I must admit, I haven’t been a particularly active ham (in fact, I’ve been completely inactive for a number of years), but I was still pleased to see that the FCC swept aside the Morse Code requirement for all radio amateur licenses on the 12/15.
No doubt a great number of old timers will be moaning and groaning that this represents the end of ham radio. Nothing could be further from the truth. The fact is ham radio has been dying for at least two decades, in nearly direct proportion to the rise in the Internet. It used to be that the apex of electronics experimentation occurred with ham radio, but the combination of cheap compute power, cheap bandwidth, inexpensive part 15 wireless equipment and no barriers to entry have made the Internet the place where most technically minded people choose to learn and play.

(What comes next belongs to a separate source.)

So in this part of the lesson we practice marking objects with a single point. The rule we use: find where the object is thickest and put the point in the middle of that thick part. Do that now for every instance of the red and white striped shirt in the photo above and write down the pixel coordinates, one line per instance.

That’s not to say that ham radio has nothing to offer. I’m fascinated by QRP operation, particularly narrow band modes like PSK31, or even old fashioned modes like RTTY and slow scan television, and being able to experiment in the HF bands is certainly a bonus. But Morse code has been a kind of hazing ritual for at least 30 years, long ago having any practical place in ham radio
operation regulation. It will undoubtably continue to be practiced by reasonably large numbers of hams who actually enjoy it, but it is alltogether a very good thing that it is removed as a requirement.